US-based gaming Website, The Game Monsters, has been implicated in the latest round of phishing scams targeting Westpac customers, according to security experts. The phishing emails tell customers that an attempt to access their online account was supposedly denied that day. This is a variation of a previous phishing e-mail that Westpac customers were warned on the 14 November.
This e-mail reads: “An attempt to access Online Banking was denied on: Monday, 26 Nov 2007 at 6:25:46 EST. Access was denied for one of two reasons: Incorrect attempts to access and Login failures; signing on from a different location or device different from your location and your IP address.”

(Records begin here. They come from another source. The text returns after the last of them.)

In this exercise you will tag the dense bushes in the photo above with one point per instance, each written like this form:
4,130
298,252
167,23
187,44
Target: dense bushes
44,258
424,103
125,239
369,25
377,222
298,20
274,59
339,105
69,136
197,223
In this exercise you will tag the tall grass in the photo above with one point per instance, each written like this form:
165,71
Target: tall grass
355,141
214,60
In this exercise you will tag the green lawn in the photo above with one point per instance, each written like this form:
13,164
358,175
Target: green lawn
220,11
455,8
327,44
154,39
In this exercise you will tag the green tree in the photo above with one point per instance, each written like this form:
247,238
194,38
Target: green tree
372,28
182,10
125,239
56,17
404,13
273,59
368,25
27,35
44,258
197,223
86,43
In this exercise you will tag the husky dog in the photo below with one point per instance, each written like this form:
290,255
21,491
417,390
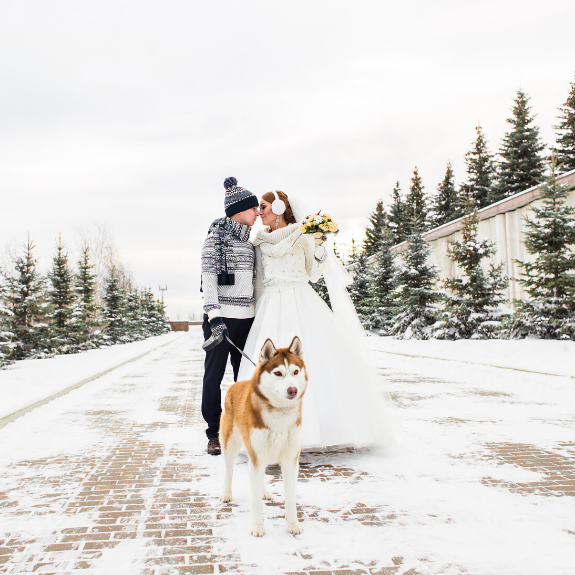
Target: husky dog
264,413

Recipients of the e-mail were then asked to confirm this by either clicking one of two image links – “That was me” or “That was NOT me” – to verify whether that they have attempted to make a transaction at the time mentioned. The links redirected to a server in the UK, and has been taken down according to PC Tools.
“The script is a simple redirection, however we can’t see the ultimate target, which I assume is also in the UK but it could be anywhere. One of our ex-employees works for Westpac Security so we know they deal with this stuff all the time, so I can assume it’s been taken down. Most of these scams are online less than 12 hours,” Jim Meem, security researchers at PC Tools, told ZDNet Australia.
The site pointed to siwhite.co.uk, which is registed to The Game Monsters. “The address given is one in Florida but the site looks fake,” said F-Secure global threat response manager, Patrik Runald.